Another weird thing is that the other server that was built out the same way at the same time can see it’s own cubes just fine.  It’s just this one server that can’t see it’s own cubes.

I’ve only heard of one other person who has seen this behavior so the whole point of this blog post is just to see if anyone else is running into this issue.  If so please comment and we can get a connect issue filed if it’s prevalent enough reproduceible.

* Please Note: The names have been changed  to protect the innocent servers under my corrupting influence control.

**  Please take a look at the comments below:
***  As a work-around you can Right-Click on the SSMS icon and select > Run as Administrator to get SSMS to see it’s own cubes:  “If you skip step in the setup where it asked you to add current user to AS server admin role, then you would need to run SSMS as administrator.”

4 Gig limit in SSAS 2008 Dimension Processing

*Please note that this post is a work in progress and I’m still waiting on more answers but I wanted to get the information out there in case anyone else is running into this issue too:

OK that title might be a little bit over the top for what I’m dealing with but if you were in my situation that’s the exact kind of article title that you have been looking for.  I have been trying to migrate a set of cubes from Analysis Services 2000 to SQL Server Analysis Services 2008 and have run into a number of glitches but the most annoying of them was this one…

  • File system error: While attempting to read information from disk, a read error occurred for physical file: ?D:MSSQLMSAS10OLAPTempMSMDCacheRowset_1868_258c_nompm.tmp, logical file: . Errors in the OLAP storage engine: An error occurred while the ‘generated attribute’ attribute of the ‘MyDimension’ dimension from the ‘MyCubes’ database was being processed.

I searched online and saw that there is a KB that describes this same type of error message: http://support.microsoft.com/kb/970184/

…  And went on to say ” The fix for this issue was first released in Cumulative Update 2 for SQL Server 2008 Service Pack 1”. 970315  (http://support.microsoft.com/kb/970315/ )

After downloading and installing Cumulative update package 5 for SQL Server 2008 Service Pack 1 I once again tried to Process and came up with the exact same error message.

Unfortunately, I’ve now installed CU5 for SP1 on SQL 2008 and I was still getting that same error message.  Here’s what’s going on.  According to the SQL CSS support person that I spoke to, this message is actually telling me that I’ve run out of space in the temp file that SSAS has created for my cube while I was trying to process it.  My problems are (well, problesms as it relates to this cube migration, not all my problems in general :-) ) is that A) it’s a really ugly way of telling me that and B) my understanding is this is only supposed to happen to string stores when the Key is a string.  This dimension that I am working with has an int for a key, so apparently it’s also possible to happen for the Attribute Name, not just the Attribute Key.

As it turns out, I shouldn’t have run into this limitation in the first place though if settings had been kept like they were in AS2000.  What had happened was that when I used the Cube Migration Wizard it had decided to process my dimensions “ByTable”.  To correct this what I needed to do was go into every dimension that gets processed in the cube and set it to process “ByAttribute”.

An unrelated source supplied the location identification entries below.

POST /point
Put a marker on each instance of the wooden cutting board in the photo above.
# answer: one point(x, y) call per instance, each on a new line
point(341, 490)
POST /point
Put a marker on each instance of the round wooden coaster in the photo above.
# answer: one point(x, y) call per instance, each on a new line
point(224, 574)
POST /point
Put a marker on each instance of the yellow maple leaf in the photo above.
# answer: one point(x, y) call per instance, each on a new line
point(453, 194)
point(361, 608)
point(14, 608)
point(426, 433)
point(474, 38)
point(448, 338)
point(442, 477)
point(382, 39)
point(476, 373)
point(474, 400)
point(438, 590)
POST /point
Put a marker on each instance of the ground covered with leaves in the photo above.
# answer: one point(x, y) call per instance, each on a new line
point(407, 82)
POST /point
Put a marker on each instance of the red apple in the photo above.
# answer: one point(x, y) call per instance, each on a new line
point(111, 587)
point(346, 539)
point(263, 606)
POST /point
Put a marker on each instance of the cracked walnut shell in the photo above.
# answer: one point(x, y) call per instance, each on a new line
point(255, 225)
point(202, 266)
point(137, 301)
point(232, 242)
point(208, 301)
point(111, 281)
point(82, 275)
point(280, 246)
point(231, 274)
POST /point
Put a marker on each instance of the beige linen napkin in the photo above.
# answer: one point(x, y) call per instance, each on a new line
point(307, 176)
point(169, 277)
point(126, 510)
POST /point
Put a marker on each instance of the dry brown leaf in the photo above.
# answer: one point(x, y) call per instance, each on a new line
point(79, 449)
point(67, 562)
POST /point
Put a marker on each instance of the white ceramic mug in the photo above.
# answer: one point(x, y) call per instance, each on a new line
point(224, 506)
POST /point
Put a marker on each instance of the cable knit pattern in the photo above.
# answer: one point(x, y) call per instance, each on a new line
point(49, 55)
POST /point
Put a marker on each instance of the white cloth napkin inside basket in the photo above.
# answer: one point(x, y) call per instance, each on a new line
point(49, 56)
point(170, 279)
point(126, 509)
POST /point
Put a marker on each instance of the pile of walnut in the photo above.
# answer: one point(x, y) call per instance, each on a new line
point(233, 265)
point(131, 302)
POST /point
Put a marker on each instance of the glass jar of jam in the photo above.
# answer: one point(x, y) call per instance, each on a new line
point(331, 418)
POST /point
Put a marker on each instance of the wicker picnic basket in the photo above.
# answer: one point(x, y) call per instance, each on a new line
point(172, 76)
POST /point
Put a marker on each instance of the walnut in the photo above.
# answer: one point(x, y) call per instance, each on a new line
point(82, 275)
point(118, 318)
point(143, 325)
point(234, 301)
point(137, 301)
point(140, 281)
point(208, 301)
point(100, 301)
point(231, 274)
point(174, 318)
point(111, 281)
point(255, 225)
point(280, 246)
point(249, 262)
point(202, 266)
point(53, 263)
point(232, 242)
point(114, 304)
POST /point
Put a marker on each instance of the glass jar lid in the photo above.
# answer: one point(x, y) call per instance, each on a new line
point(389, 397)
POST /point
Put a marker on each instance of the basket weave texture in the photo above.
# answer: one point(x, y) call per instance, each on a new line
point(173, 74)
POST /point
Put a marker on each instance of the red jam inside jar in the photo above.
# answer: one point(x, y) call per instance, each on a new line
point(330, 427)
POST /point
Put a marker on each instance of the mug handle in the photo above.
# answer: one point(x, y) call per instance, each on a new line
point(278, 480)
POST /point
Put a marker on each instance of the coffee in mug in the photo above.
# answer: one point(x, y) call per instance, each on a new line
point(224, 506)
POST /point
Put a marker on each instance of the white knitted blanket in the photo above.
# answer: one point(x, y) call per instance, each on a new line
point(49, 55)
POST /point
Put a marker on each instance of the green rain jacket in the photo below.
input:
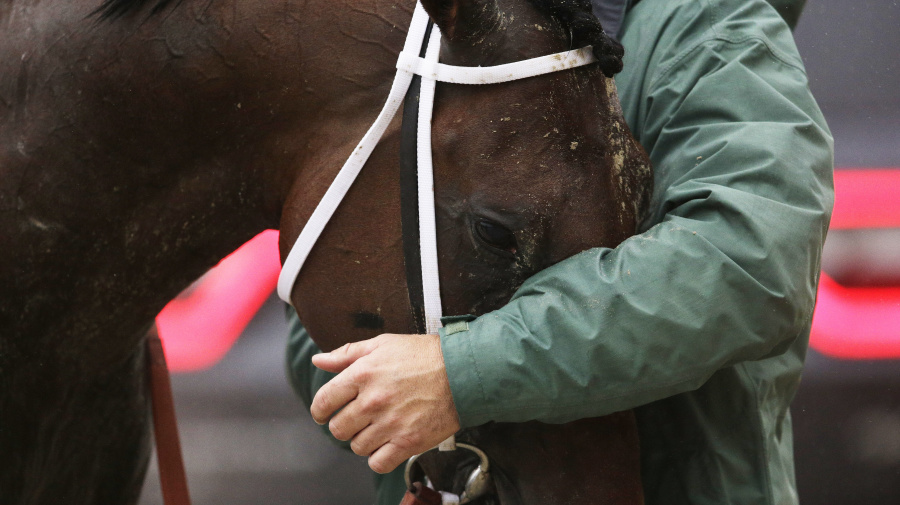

After that I obviously had to build, deploy and process my cubes but with that change to each and every dimension in my cube I was finally able to start processing all the way through again.  There are a few other issues that that I’ve run in to but I will keep this post short and cover those in other blogs.  One thing that I wi ll note before I go though is that I have noticed a few people on MSDN running into this issue with string KeyColumns but in my case I was using an interger for my KeyColumn so you can get that error with an INT too.

From a processing perspective, it is a best practice to assign a numeric source field to the KeyColumns property rather than a string property.  Not only can this reduce processing time, in some scenarios it can also reduce the size of the dimension. This is especially true for attributes that have a large number of members, i.e., greater than 1 million members.”